The most interesting part of this standoff isn't the legal question. It's the publicity. Amodei's statement reads like it was written as much for Congress as for the Pentagon.
"A powerful AI looking across billions of conversations from millions of people could gauge public sentiment, detect pockets of disloyalty forming, and stamp them out before they grow," Amodei wrote in an essay last month. That sentence does a lot of work. It frames the surveillance concern not as hypothetical corporate squeamishness but as a concrete threat to democratic governance, the sort of framing that might make a senator pause before rubber-stamping a DPA invocation.
Republican Sen. Thom Tillis of North Carolina seemed to take the bait. "Why in the hell are we having this discussion in public?" he told reporters Thursday, before adding that when a company resists a market opportunity out of fear of negative consequences, "you should listen to them."
Tillis isn't exactly an AI policy champion.

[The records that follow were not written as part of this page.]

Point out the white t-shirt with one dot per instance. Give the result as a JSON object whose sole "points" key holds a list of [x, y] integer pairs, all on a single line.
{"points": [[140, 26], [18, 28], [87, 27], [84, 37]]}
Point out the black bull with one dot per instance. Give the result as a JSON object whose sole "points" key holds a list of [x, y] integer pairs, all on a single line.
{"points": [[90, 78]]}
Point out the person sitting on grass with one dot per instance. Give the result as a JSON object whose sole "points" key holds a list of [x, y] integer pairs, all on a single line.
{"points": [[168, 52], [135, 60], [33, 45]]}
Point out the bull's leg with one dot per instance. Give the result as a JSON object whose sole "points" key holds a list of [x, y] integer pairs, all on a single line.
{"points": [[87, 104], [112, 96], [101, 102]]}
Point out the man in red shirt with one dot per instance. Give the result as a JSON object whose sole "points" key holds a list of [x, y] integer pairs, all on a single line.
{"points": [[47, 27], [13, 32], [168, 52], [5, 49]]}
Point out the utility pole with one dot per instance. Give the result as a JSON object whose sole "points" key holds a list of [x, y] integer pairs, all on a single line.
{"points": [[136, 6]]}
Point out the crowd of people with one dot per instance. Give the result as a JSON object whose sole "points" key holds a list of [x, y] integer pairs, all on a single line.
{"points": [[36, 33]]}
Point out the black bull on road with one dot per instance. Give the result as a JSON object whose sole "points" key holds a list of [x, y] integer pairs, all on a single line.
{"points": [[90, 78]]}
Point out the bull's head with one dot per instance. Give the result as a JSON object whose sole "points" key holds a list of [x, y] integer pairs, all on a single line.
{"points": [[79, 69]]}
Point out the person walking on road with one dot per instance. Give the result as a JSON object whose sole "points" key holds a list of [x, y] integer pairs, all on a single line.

But his comments suggest the public nature of this fight is creating exactly the kind of political pressure Anthropic probably wants.
What happens at 5:01
Amodei offered the Pentagon an off-ramp. Anthropic will keep its models available "on the terms we have proposed, for as long as they are needed," and will facilitate a smooth transition to another provider if the Pentagon decides to cut ties. No drama, no disruption to military operations.
The DPA path looks shaky. Legal scholars at the Institute for Law & AI note that if neither side backs down, litigation is the likely outcome, and the government's legal footing appears weak. The DPA itself is up for reauthorization in September, which gives Congress an opening to weigh in.
If the Pentagon does invoke the DPA, Anthropic would probably comply under protest and immediately seek a temporary restraining order. Courts can sometimes grant those within days.
The Friday deadline is real. What comes after it is far less certain.